Investors are kicking the tires on active management with volatility on the horizon, which has shown resiliency in turbulent markets. Active managers have the ability to be reactive and pivot strategies when opportunities or dangers present themselves.
Despite the growing popularity of actively managed funds, there are still two pernicious myths about active management.
Myth #1: Active Managers Can’t Beat Their Benchmarks
The origins of this myth make complete sense when you consider that most people think of themselves as above average, but by definition roughly half of all people are below average. Plug in any skill – be it cooking, driving, or managing a fund – and the Dunning-Kruger effect will rear its head.
The flip side of this is that roughly half of all people are above average. There’s plenty of data to suggest that active managers can and do frequently beat the benchmarks.
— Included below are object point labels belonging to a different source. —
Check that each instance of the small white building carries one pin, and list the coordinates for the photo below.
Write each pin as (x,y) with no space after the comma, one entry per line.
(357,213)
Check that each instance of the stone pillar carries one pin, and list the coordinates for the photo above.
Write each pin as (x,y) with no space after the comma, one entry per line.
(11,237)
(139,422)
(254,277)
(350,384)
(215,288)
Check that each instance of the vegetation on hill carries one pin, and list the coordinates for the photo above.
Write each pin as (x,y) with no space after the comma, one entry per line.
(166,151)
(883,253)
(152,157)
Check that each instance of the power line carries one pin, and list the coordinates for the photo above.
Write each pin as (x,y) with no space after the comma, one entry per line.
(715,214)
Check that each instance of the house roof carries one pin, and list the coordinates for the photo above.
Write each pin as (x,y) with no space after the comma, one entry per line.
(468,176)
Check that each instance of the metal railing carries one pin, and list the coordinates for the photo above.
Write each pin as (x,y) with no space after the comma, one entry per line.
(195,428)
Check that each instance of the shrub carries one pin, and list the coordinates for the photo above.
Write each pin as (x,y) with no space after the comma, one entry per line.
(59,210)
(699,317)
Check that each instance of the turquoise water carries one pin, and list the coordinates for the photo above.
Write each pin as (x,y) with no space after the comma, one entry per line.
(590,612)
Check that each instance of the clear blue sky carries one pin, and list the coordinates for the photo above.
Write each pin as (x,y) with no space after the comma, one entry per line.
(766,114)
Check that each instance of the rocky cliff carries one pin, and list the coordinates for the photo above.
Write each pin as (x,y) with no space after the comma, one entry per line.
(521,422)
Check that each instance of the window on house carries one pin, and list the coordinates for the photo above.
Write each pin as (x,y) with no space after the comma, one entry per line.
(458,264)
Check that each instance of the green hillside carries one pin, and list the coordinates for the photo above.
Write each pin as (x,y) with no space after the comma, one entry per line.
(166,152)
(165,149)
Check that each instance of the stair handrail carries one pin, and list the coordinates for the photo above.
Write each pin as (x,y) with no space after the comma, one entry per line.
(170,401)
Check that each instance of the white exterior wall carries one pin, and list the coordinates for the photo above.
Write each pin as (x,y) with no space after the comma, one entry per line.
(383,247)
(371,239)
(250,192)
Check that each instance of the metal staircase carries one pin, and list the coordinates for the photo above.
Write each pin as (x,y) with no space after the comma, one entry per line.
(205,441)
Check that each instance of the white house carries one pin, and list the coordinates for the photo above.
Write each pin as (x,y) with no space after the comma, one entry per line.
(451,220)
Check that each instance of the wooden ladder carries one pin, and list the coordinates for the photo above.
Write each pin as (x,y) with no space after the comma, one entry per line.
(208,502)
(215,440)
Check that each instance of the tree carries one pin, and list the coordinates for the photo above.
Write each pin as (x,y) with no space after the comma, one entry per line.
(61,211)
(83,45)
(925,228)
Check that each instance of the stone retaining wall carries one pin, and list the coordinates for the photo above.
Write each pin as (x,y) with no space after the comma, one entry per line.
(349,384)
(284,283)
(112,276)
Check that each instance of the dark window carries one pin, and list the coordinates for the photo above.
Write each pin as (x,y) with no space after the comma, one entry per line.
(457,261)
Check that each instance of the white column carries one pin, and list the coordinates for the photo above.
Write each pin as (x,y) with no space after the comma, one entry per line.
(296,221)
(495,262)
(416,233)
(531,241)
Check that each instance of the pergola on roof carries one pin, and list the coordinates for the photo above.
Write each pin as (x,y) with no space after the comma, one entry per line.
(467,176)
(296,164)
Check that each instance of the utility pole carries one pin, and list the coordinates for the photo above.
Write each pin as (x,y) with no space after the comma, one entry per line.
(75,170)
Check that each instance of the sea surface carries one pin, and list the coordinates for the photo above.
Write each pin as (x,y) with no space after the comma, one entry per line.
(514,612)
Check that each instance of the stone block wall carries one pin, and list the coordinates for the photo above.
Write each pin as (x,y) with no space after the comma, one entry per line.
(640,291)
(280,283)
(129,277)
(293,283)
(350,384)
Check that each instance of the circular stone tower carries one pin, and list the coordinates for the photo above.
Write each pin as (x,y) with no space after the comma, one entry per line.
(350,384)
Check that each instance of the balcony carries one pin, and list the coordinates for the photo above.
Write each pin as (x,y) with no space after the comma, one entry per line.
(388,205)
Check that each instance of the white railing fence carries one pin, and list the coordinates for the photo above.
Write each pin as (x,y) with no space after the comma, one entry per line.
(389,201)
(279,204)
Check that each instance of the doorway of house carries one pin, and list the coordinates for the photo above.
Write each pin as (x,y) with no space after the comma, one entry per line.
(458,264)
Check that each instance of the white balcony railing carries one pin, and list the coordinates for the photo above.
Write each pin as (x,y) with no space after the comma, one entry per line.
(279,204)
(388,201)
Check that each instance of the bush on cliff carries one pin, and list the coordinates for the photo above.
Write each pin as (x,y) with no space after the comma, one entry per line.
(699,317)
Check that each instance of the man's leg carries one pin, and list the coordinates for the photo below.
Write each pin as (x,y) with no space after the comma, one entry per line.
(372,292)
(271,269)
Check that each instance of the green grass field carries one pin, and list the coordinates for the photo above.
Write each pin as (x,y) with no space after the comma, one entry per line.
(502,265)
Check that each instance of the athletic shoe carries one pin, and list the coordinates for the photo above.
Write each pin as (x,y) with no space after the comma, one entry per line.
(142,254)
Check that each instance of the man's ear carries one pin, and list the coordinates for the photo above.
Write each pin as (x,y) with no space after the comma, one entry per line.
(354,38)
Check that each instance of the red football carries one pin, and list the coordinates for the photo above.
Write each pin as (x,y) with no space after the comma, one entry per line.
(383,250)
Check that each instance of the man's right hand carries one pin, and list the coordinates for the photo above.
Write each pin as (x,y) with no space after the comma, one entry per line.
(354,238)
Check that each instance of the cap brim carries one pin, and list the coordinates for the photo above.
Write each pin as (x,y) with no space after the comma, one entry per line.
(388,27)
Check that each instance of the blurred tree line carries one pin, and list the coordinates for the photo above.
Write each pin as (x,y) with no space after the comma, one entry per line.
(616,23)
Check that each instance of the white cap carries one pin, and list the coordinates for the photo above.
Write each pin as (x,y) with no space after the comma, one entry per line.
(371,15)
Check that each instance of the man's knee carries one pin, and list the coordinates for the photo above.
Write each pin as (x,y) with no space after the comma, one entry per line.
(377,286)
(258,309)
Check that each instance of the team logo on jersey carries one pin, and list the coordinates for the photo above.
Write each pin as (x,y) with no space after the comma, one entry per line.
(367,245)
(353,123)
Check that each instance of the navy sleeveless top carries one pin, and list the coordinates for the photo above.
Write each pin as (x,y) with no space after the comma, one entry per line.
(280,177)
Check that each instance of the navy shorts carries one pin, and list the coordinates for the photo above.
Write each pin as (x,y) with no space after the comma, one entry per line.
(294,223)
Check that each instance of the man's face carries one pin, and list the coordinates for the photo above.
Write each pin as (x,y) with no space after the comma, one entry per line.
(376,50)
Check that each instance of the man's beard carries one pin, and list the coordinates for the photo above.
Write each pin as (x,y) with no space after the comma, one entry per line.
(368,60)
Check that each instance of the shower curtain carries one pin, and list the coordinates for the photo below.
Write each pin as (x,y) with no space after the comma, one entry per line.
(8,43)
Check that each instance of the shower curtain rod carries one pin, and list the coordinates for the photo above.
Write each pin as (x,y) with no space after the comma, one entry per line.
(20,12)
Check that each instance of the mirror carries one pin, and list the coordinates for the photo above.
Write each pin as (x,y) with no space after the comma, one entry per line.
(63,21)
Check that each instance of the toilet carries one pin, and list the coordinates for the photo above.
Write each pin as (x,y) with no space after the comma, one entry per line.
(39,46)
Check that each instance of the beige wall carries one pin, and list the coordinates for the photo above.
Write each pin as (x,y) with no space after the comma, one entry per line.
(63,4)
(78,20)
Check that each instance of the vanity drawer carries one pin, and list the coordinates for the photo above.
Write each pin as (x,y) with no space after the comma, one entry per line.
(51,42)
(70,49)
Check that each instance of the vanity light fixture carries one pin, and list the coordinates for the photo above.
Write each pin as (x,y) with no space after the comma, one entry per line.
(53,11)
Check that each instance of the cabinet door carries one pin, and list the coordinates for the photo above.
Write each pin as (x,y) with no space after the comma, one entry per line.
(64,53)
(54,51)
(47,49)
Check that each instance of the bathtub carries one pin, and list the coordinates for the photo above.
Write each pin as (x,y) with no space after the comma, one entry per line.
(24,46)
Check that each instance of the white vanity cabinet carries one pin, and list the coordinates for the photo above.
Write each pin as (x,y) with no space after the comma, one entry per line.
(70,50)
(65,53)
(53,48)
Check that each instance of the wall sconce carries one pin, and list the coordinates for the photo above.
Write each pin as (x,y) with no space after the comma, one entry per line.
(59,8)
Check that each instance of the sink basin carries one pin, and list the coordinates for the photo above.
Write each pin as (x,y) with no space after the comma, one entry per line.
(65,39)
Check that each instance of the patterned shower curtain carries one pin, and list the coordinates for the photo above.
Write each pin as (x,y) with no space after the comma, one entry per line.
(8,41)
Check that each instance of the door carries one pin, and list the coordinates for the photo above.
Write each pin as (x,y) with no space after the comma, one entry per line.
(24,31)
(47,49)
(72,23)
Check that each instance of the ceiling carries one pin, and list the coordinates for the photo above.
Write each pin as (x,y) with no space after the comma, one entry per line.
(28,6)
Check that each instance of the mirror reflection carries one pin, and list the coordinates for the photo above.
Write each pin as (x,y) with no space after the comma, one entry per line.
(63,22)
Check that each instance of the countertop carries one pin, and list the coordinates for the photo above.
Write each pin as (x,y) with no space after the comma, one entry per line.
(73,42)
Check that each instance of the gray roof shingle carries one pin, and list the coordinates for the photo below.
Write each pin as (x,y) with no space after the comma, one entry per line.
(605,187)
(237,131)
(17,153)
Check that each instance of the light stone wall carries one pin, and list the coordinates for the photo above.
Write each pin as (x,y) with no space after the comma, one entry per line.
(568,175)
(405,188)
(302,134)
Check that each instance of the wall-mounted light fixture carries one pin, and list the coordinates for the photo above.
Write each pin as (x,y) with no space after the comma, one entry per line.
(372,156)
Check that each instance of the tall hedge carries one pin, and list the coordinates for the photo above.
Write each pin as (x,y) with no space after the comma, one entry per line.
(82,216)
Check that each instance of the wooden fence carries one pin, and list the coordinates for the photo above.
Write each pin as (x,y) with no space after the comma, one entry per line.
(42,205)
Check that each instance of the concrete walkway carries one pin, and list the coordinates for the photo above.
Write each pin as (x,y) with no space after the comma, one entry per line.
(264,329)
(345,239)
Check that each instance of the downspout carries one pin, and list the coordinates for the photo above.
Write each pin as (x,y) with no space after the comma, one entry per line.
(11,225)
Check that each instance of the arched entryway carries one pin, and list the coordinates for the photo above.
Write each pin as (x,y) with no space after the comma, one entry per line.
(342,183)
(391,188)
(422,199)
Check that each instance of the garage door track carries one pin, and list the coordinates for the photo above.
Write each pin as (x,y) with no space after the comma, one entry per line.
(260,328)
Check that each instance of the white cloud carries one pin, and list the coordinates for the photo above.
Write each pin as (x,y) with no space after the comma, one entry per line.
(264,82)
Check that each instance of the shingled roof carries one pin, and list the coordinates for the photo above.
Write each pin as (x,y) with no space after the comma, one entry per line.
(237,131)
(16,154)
It is also worth noting that some active managers aren’t trying to beat their benchmarks from the jump. Funds like T. Rowe Price Dividend Growth ETF (TDVG) are oriented towards long-term growth. A core component of the fund’s strategy involves scooping up high-value companies when they’ve taken a beating and are at a depressed value. Tactics that rely on long-term performance don’t immediately reflect on the quality of their performance.
Myth #2: Active Management is Too Expensive
The other big myth that gets bandied about is that active management leads to higher expense ratios. Though there are indeed plenty of passively managed funds that have minuscule overhead, passive funds aren’t without their own set of limitations. They can’t be as nimble and reactive as active funds, potentially costing investors more in the long run.
Additionally, there are active funds with modest expense ratios. TDVG’s .5% wouldn’t be unreasonable on a passively managed fund. With the specters of the delta variant and climate change looming, as well as ongoing rumblings of inflation, an active manager making the right decision at the right moment could end up saving investors well over the additional fees that may come with a fraction of a percentage point of an expense ratio.